"One of the first cares of the prince was to encourage agriculture.... As there were posts established for the regulation of the armies, so there were offices for the superintending of rural works.... The respect with which the Persians were inspired for royal authority was excessive."

The Greeks, although full of mind, were no less strangers to their own responsibilities; so much so, that of themselves, like dogs and horses, they would not have ventured upon the most simple games. In a classical sense, it is an undisputed thing that everything comes to the people from without.

"The Greeks, naturally full of spirit and courage, had been early cultivated by kings and colonies who had come from Egypt. From them they had learned the exercises of the body, foot races, and horse and chariot races.... The best thing that the Egyptians had taught them was to become docile, and to allow themselves to be formed by the laws for the public good."

Fenelon.--Reared in the study and admiration of antiquity, and a witness of the power of Louis XIV., Fenelon naturally adopted the idea that mankind should be passive, and that its misfortunes and its prosperities, its virtues and its vices, are caused by the external influence which is exercised upon it by the law, or by the makers of the law. Thus, in his Utopia of Salentum, he brings the men, with their interests, their faculties, their desires, and their possessions, under the absolute direction of the legislator. Whatever the subject may be, they themselves have no voice in it--the prince judges for them. The nation is just a shapeless mass, of which the prince is the soul. In him resides the thought, the foresight, the principle of all organisation, of all progress; on him, therefore, rests all the responsibility.

In proof of this assertion, I might transcribe the whole of the tenth book of "Telemachus." I refer the reader to it, and shall content myself with quoting some passages taken at random from this celebrated work, to which, in every other respect, I am the first to render justice.

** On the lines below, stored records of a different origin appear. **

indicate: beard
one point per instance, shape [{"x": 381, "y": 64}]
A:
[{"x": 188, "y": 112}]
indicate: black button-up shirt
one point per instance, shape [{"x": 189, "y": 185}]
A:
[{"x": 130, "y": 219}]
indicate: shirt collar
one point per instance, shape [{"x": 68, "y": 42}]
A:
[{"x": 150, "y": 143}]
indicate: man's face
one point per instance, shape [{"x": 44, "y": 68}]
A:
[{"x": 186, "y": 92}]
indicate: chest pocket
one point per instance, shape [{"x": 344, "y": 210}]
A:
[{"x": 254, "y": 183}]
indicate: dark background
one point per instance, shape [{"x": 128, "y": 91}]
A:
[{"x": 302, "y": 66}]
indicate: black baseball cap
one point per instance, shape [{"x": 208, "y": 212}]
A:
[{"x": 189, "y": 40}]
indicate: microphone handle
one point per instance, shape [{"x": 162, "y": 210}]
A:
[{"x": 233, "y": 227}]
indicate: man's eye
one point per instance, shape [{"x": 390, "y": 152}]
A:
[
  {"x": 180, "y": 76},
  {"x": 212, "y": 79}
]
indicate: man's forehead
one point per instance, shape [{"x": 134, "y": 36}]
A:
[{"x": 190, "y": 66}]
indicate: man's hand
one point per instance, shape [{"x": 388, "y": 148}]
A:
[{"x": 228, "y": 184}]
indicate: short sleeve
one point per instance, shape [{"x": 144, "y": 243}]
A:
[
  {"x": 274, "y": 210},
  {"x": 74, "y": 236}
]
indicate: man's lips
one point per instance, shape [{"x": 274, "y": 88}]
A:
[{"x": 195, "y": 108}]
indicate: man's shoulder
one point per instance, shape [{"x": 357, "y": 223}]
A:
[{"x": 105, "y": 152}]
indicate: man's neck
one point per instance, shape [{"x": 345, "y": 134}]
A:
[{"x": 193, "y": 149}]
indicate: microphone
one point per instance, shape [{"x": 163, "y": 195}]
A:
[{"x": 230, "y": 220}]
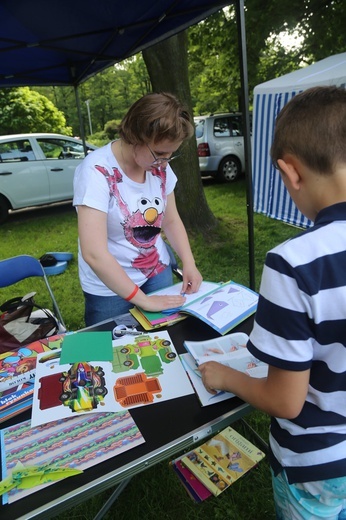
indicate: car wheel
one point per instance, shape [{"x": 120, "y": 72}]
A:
[
  {"x": 229, "y": 169},
  {"x": 4, "y": 207}
]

With the astonishing credulity which characterizes the classics, Fenelon, against the authority of reason and of facts, admits the general felicity of the Egyptians, and attributes it, not to their own wisdom, but to that of their kings:--

"We could not turn our eyes to the two shores, without perceiving rich towns and country seats, agreeably situated; fields which were covered every year, without intermission, with golden crops; meadows full of flocks; labourers bending under the weight of fruits which the earth lavished on its cultivators; and shepherds who made the echoes around repeat the soft sounds of their pipes and flutes. 'Happy,' said Mentor, 'is that people which is governed by a wise king.'.... Mentor afterwards desired me to remark the happiness and abundance which was spread over all the country of Egypt, where twenty-two thousand cities might be counted. He admired the excellent police regulations of the cities; the justice administered in favour of the poor against the rich; the good education of the children, who were accustomed to obedience, labour, and the love of arts and letters; the exactness with which all the ceremonies of religion were performed; the disinterestedness, the desire of honour, the fidelity to men, and the fear of the gods, with which every father inspired his children. He could not sufficiently admire the prosperous state of the country. 'Happy,' said he, 'is the people whom a wise king rules in such a manner.'"

Fenelon's idyl on Crete is still more fascinating. Mentor is made to say:--

"All that you will see in this wonderful island is the result of the laws of Minos. The education which the children receive renders the body healthy and robust. They are accustomed, from the first, to a frugal and laborious life; it is supposed that all the pleasures of sense enervate the body and the mind; no other pleasure is presented to them but that of being invincible by virtue, that of acquiring much glory.... there they punish three vices which go unpunished amongst other people--ingratitude, dissimulation, and avarice. As to pomp and dissipation, there is no need to punish these, for they are unknown in Crete...... No costly furniture, no magnificent clothing, no delicious feasts, no gilded palaces are allowed."

It is thus that Mentor prepares his scholar to mould and manipulate, doubtless with the most philanthropic intentions, the people of Ithaca, and, to confirm him in these ideas, he gives him the example of Salentum.